Your comment was not called for if you can't think of a more eloquent way of typing your reply, simply dont reply! Thanks everyone else for your helpful comments.


----------



## xabiaxica (Jun 23, 2009)

Saraha5587 said:


> Silly old bint - speaking from experience?
> 
> Your comment was not called for if you can't think of a more eloquent way of typing your reply, simply dont reply! Thanks everyone else for your helpful comments.


bint is just the arabic word for 'daughter', 'girl' or 'woman'


----------



## Guest (Jul 31, 2011)

Yes, I know this, it would have been appropriate had I have been speaking Arabic or even if maiden was, however given that we are both English speaking, and I'm sure that maiden is more than aware that bint is used in an offensive way throughout England and Scotland, heightened more by the 'silly old'.....


----------



## Lanason (Sep 1, 2009)

From the years of experience many people have of Egypt - the term may be exactly what a number of people may have been thinking. I agree thinking and saying are different but I think Maiden expressed a widely held view. Forgive her bluntness but she is scottish ;-)

I think I will duck and run for cover after posting that ))))


----------



## Guest (Jul 31, 2011)

Lanason said:


> From the years of experience many people have of Egypt - the term may be exactly what a number of people may have been thinking. I agree thinking and saying are different but I think Maiden expressed a widely held view. Forgive her bluntness but she is scottish ;-)
> 
> I think I will duck and run for cover after posting that ))))

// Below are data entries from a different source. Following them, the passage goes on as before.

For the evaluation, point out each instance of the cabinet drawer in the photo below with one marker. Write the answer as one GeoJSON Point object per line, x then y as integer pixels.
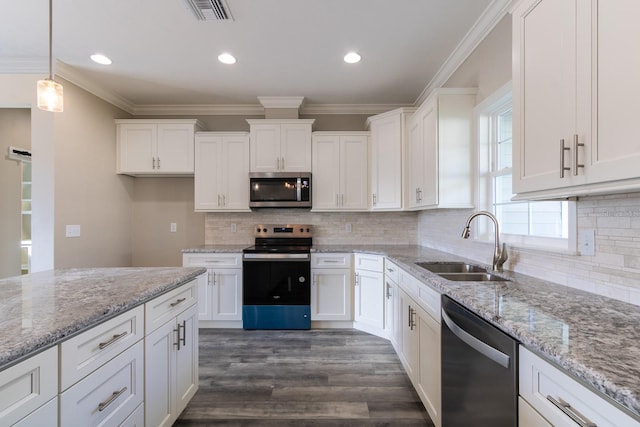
{"type": "Point", "coordinates": [109, 395]}
{"type": "Point", "coordinates": [391, 270]}
{"type": "Point", "coordinates": [212, 260]}
{"type": "Point", "coordinates": [28, 385]}
{"type": "Point", "coordinates": [369, 262]}
{"type": "Point", "coordinates": [166, 306]}
{"type": "Point", "coordinates": [540, 381]}
{"type": "Point", "coordinates": [330, 260]}
{"type": "Point", "coordinates": [84, 353]}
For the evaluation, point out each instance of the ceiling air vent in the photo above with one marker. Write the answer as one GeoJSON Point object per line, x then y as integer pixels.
{"type": "Point", "coordinates": [210, 10]}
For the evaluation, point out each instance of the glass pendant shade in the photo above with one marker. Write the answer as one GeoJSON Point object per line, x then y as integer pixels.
{"type": "Point", "coordinates": [50, 96]}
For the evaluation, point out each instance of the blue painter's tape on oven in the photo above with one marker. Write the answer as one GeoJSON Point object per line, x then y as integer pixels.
{"type": "Point", "coordinates": [276, 317]}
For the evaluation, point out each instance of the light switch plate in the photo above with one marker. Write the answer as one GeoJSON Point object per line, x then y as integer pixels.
{"type": "Point", "coordinates": [73, 231]}
{"type": "Point", "coordinates": [587, 242]}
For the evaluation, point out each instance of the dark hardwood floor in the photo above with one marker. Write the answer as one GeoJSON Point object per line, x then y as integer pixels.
{"type": "Point", "coordinates": [301, 378]}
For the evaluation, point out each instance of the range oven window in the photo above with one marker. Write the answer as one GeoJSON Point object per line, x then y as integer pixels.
{"type": "Point", "coordinates": [276, 282]}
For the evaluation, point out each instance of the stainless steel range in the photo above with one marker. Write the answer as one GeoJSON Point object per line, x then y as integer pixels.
{"type": "Point", "coordinates": [276, 284]}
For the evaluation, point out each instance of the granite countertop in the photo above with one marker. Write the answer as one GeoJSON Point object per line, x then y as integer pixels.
{"type": "Point", "coordinates": [593, 338]}
{"type": "Point", "coordinates": [39, 310]}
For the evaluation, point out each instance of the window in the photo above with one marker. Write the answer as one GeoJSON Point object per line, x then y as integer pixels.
{"type": "Point", "coordinates": [542, 224]}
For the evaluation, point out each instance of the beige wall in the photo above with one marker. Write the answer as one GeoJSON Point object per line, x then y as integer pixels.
{"type": "Point", "coordinates": [15, 130]}
{"type": "Point", "coordinates": [158, 202]}
{"type": "Point", "coordinates": [489, 65]}
{"type": "Point", "coordinates": [87, 190]}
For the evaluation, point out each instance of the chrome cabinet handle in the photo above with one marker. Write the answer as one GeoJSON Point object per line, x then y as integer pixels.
{"type": "Point", "coordinates": [563, 168]}
{"type": "Point", "coordinates": [571, 412]}
{"type": "Point", "coordinates": [178, 301]}
{"type": "Point", "coordinates": [103, 405]}
{"type": "Point", "coordinates": [576, 165]}
{"type": "Point", "coordinates": [483, 348]}
{"type": "Point", "coordinates": [115, 338]}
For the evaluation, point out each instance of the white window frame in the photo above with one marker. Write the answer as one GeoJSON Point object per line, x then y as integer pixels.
{"type": "Point", "coordinates": [486, 158]}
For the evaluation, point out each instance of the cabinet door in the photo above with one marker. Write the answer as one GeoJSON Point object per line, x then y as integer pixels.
{"type": "Point", "coordinates": [208, 178]}
{"type": "Point", "coordinates": [331, 294]}
{"type": "Point", "coordinates": [370, 296]}
{"type": "Point", "coordinates": [235, 177]}
{"type": "Point", "coordinates": [160, 375]}
{"type": "Point", "coordinates": [136, 147]}
{"type": "Point", "coordinates": [186, 358]}
{"type": "Point", "coordinates": [428, 191]}
{"type": "Point", "coordinates": [386, 163]}
{"type": "Point", "coordinates": [428, 374]}
{"type": "Point", "coordinates": [326, 172]}
{"type": "Point", "coordinates": [544, 98]}
{"type": "Point", "coordinates": [295, 147]}
{"type": "Point", "coordinates": [175, 148]}
{"type": "Point", "coordinates": [354, 172]}
{"type": "Point", "coordinates": [415, 160]}
{"type": "Point", "coordinates": [265, 147]}
{"type": "Point", "coordinates": [226, 294]}
{"type": "Point", "coordinates": [615, 151]}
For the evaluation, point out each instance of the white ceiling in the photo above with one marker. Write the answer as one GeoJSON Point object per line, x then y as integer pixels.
{"type": "Point", "coordinates": [163, 56]}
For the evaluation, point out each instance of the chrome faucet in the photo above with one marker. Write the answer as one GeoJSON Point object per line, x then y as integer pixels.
{"type": "Point", "coordinates": [499, 254]}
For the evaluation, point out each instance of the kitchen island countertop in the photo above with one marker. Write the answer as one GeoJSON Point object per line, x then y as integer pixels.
{"type": "Point", "coordinates": [594, 338]}
{"type": "Point", "coordinates": [39, 310]}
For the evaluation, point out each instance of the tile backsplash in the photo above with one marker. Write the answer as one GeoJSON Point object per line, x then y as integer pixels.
{"type": "Point", "coordinates": [613, 271]}
{"type": "Point", "coordinates": [329, 227]}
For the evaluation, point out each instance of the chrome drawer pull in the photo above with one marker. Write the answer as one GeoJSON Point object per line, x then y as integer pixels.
{"type": "Point", "coordinates": [173, 304]}
{"type": "Point", "coordinates": [112, 340]}
{"type": "Point", "coordinates": [102, 406]}
{"type": "Point", "coordinates": [571, 412]}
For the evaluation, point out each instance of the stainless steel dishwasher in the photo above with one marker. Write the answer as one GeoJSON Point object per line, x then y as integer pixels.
{"type": "Point", "coordinates": [479, 371]}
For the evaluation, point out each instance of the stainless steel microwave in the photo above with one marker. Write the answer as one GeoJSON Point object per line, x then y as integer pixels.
{"type": "Point", "coordinates": [280, 190]}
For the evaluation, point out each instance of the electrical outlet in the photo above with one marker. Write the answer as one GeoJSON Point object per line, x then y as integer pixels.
{"type": "Point", "coordinates": [73, 231]}
{"type": "Point", "coordinates": [587, 242]}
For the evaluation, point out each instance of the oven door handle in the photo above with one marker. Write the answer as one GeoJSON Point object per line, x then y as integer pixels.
{"type": "Point", "coordinates": [481, 347]}
{"type": "Point", "coordinates": [279, 257]}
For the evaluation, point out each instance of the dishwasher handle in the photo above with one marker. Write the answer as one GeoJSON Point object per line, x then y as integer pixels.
{"type": "Point", "coordinates": [483, 348]}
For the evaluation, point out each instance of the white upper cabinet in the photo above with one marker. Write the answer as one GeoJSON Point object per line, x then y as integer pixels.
{"type": "Point", "coordinates": [340, 171]}
{"type": "Point", "coordinates": [387, 141]}
{"type": "Point", "coordinates": [574, 104]}
{"type": "Point", "coordinates": [156, 147]}
{"type": "Point", "coordinates": [221, 180]}
{"type": "Point", "coordinates": [439, 154]}
{"type": "Point", "coordinates": [280, 145]}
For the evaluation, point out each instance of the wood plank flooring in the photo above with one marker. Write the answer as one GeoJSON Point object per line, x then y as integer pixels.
{"type": "Point", "coordinates": [301, 378]}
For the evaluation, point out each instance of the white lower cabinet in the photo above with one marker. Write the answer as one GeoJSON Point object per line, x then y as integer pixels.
{"type": "Point", "coordinates": [109, 395]}
{"type": "Point", "coordinates": [558, 398]}
{"type": "Point", "coordinates": [220, 290]}
{"type": "Point", "coordinates": [171, 369]}
{"type": "Point", "coordinates": [369, 289]}
{"type": "Point", "coordinates": [27, 386]}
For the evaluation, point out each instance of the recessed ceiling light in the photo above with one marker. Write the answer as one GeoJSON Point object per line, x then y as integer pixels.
{"type": "Point", "coordinates": [352, 58]}
{"type": "Point", "coordinates": [226, 58]}
{"type": "Point", "coordinates": [100, 59]}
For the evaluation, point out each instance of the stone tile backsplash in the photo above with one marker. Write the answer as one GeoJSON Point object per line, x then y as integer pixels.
{"type": "Point", "coordinates": [614, 271]}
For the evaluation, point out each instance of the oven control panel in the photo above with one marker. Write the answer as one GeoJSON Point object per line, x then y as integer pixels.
{"type": "Point", "coordinates": [283, 230]}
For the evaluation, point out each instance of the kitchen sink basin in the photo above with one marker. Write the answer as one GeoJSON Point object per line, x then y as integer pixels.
{"type": "Point", "coordinates": [451, 267]}
{"type": "Point", "coordinates": [473, 277]}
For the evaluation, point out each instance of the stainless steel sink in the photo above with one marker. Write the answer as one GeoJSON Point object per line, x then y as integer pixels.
{"type": "Point", "coordinates": [473, 277]}
{"type": "Point", "coordinates": [461, 272]}
{"type": "Point", "coordinates": [451, 267]}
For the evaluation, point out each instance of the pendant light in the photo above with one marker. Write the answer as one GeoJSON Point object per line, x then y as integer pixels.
{"type": "Point", "coordinates": [50, 92]}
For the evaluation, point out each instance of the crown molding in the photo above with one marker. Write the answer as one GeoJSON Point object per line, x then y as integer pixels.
{"type": "Point", "coordinates": [24, 65]}
{"type": "Point", "coordinates": [482, 27]}
{"type": "Point", "coordinates": [72, 75]}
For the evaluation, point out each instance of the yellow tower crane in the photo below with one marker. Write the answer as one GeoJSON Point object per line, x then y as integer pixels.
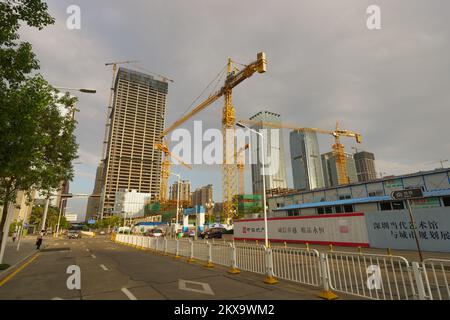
{"type": "Point", "coordinates": [165, 169]}
{"type": "Point", "coordinates": [234, 77]}
{"type": "Point", "coordinates": [338, 147]}
{"type": "Point", "coordinates": [240, 164]}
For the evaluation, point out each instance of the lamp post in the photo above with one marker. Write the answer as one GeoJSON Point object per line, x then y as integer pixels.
{"type": "Point", "coordinates": [178, 201]}
{"type": "Point", "coordinates": [263, 164]}
{"type": "Point", "coordinates": [209, 206]}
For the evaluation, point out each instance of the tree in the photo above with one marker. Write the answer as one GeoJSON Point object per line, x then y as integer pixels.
{"type": "Point", "coordinates": [37, 144]}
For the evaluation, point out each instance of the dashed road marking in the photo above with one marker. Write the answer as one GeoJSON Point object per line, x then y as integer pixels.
{"type": "Point", "coordinates": [128, 294]}
{"type": "Point", "coordinates": [190, 286]}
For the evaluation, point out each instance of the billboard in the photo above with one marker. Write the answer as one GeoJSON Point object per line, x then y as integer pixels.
{"type": "Point", "coordinates": [71, 217]}
{"type": "Point", "coordinates": [337, 229]}
{"type": "Point", "coordinates": [393, 230]}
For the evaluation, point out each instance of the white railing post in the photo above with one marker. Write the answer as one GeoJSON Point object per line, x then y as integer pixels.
{"type": "Point", "coordinates": [269, 266]}
{"type": "Point", "coordinates": [325, 273]}
{"type": "Point", "coordinates": [419, 280]}
{"type": "Point", "coordinates": [177, 249]}
{"type": "Point", "coordinates": [191, 251]}
{"type": "Point", "coordinates": [209, 263]}
{"type": "Point", "coordinates": [233, 269]}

It would appear that maiden and a few others mistake bluntness with just plain rude??


----------



## MaidenScotland (Jun 6, 2009)

Bint is the arabic word for girl/women and that is why I used it.
Posts are not deleted on request.
Yes I am talking from experience as it used to be my job to try and pick up the pieces when these women got robbed but in all honesty it doesn't matter what you tell them they wont listen.


----------



## mamasue (Oct 7, 2008)

I lived in Egypt many years and saw this situation so many times!!
Many Egyptian men have businesses, shops, diving centres... all bought by a gullible older woman.
The men usually have an Egyptian wife and kids.
The situation is so common.....So many Egyptian 'lawyers' are bigger con-men ...
Sadly, the law definitely isn't on your friend's side!


----------



## mogg (Mar 5, 2011)

*flat rent*

I doubt anything can be done legally to help your friend but I would say if they are renting then at most he would need 1 months rent deposit 1 months rent if through an agent and maybe 3 months at most rent in advance maybe worth trying to suggest she asks for some sort of paperwork before she will sent him any more at least if he is pulling a fast one she might spot it herself or it will take him sometime to sort something out in which time she may again work it out I feel sorry for you and her and hope it's true and it gets sorted sometime soon...


----------



## saafend (Dec 21, 2010)

Saraha5587 said:


> Silly old bint - speaking from experience?
> 
> Your comment was not called for if you can't think of a more eloquent way of typing your reply, simply dont reply! Thanks everyone else for your helpful comments.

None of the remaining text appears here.